Welcome to the Autistic Odometer

After a long time of believing that I really had nothing to say, I am attempting one of my new year’s goals to start a blog. The theme of this blog has come to me many times in the past, inspired by pressing the “trip meter” of my car’s odometer.

“Unlike the odometer, a trip meter is reset at any point in a journey, making it possible to record the distance traveled in any particular journey or part of a journey.” Wikipedia, Odometer.

My son was diagnosed with Asperger’s Syndrome at age 8 following a “diagnosis” of Developmental Delay. I was diagnosed with Asperger’s in my late 30s after I recognized many of my son’s traits and struggles as similar to mine. While he and I both embrace “Aspie” as a term, it also sometimes can make others believe we are more high functioning than we really are. I realize that to use the term “autistic” can also be a loaded term, but I feel there is wiggle room for both. I feel our gender has also come to play in how our autistic minds grew: I was gregarious and excitable as a child, but became withdrawn and scared as I did not understand the complexities of my brain and why I was teased for my quirkiness. My son resorted to shoving people alway, literally, as a way to protect his overstimulated mind from the outside world.

When I received my diagnosis, I told my son and he hugged me tightly. We were now pals in this strange and wonderous journey; the journey of our intricate minds. I often hear that autistic parents of autistic children have a bond that can make neurotypical parents jealous, but I’m here to tell you this: that bond can be both something that is wonderful and incredible, but it can also sometimes keep the autistic parent from understanding how their autistic child is a separate person from them and is often having an entirely different journey than their own. I only say this because I have found myself declaring to others that I knew “exactly how he feels” but in hindsight, I only thought I knew. He is a completely wonderful individual, but he is an individual and not just a smaller version of me (regardless of how closely we resemble each other physically).

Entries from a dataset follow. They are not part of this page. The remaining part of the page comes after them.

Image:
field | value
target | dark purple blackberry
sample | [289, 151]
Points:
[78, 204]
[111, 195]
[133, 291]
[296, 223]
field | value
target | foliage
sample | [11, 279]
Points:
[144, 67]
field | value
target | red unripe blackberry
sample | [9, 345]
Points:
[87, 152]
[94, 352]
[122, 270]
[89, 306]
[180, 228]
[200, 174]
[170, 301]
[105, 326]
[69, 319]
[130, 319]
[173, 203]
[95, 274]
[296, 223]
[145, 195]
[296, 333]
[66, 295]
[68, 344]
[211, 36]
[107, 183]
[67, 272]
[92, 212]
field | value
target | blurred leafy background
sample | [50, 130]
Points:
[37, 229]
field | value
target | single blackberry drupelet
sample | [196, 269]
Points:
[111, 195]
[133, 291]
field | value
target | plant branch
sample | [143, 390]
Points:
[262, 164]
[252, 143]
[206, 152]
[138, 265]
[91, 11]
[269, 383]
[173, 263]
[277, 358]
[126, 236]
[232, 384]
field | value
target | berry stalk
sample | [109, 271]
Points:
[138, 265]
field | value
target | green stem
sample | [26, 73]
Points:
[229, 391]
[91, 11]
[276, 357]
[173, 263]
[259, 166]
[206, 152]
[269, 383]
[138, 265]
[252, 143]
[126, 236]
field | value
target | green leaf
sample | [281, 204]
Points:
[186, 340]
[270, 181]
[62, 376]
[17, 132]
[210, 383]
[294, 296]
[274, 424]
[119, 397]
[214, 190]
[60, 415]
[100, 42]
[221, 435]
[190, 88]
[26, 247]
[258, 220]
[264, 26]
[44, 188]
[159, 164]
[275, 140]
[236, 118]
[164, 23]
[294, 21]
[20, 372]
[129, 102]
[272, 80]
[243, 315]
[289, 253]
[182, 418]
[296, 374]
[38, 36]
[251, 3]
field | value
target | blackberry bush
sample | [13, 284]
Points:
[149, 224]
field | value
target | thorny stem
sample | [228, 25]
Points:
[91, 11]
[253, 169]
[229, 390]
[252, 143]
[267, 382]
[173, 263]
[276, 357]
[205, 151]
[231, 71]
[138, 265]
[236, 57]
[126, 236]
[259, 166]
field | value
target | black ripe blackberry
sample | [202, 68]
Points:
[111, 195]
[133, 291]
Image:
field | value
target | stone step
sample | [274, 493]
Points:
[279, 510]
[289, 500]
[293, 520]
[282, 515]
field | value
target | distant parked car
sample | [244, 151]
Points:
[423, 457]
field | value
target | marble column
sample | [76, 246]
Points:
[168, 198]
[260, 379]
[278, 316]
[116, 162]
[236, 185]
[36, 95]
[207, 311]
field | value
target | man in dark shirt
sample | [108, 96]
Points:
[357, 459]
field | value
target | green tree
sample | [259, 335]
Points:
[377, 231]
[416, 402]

This is why I decided to subtitle this blog “Trip A, Trip B.” Because even though my son and I may share some of the same neuropathy, we are very different in many ways and I cannot assume to “know” him and all his thoughts simply because we share a diagnosis.

This blog is a record of the distance he and I make in the world, nearly 10 years apart in age. He is autistic in an age of the Internet, where more and more autistic people are letting their voices be heard every day. I grew up autistic in an age where the term “autism” had a single stereotype. There was seemingly no spectrum upon which I fit. I am fortunate that my son has opened up his life and his struggles to me. Even so, he keeps many of them secret and that is part of the reason why I choose anonymity, at least for now until such a point in time comes where he and I feel okay to be “out.” I hoping in time he will choose to voice his thoughts either via dictation or typing, but I leave it to him to choose to do so in his own time.

For now, I hope my thoughts will suffice for now. I look forward to sharing with you.